Yes. On the opposite end of the spectrum is any Reddit answer or blog post by Edward Kmett but I for some reason I love reading his answers even if I have no idea what he is talking about! However his audience would be advanced Haskellers or researchers.
This is one of the tutorials that made monads click for me (the other was the actual explanation at Learn You a Haskell). It's the Either monad, plain and simple.
And here I was thinking it's about a practice of returning & accepting a tuple of ( primary-result xor dead-already-cuz ) and morphing the (primary) result type as the "f * g * h of x" pipeline cascades.
Like that code become really simple, but more expressive than returning an int error code each function.
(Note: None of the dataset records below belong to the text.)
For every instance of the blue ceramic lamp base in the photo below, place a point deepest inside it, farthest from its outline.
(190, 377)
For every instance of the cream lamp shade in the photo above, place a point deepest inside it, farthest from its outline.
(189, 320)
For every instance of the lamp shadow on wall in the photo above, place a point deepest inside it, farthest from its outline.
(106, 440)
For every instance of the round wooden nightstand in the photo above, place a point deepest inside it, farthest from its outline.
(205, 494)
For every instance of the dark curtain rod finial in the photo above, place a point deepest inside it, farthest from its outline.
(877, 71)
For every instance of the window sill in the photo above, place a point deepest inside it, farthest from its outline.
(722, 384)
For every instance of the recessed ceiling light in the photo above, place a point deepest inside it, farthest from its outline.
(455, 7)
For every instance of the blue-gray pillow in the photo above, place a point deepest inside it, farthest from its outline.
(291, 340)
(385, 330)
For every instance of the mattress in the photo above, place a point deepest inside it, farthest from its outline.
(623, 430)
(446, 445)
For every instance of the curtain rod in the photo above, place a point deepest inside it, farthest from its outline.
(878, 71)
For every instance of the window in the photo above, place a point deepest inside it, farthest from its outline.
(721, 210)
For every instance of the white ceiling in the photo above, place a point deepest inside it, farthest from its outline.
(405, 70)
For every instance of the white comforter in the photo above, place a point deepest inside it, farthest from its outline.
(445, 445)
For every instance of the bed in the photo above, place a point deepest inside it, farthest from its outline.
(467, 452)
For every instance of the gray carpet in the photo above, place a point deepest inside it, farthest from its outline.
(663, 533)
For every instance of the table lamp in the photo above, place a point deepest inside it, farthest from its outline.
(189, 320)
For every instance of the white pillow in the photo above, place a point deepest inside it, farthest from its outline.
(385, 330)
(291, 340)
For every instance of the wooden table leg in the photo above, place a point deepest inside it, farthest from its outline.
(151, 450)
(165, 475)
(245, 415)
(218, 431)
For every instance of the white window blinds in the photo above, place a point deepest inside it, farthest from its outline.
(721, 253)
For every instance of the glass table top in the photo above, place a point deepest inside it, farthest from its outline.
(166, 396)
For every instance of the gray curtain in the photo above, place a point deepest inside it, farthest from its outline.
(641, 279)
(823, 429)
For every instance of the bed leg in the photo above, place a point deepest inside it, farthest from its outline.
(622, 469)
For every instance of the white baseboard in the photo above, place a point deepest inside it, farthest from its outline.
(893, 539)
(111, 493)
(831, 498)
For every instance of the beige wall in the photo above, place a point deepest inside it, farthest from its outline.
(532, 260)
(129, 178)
A function can return an error with messages or message+data or message+retrycount etc.
With F# (can be done in other languages obv) it's really easy to have different success/failure return types ( amazing type inference ) without writing too much code or having issues with maintenance ( the compiler does his job for us ).
Like that, it's easy to create simple pure function, easier to test and reason about.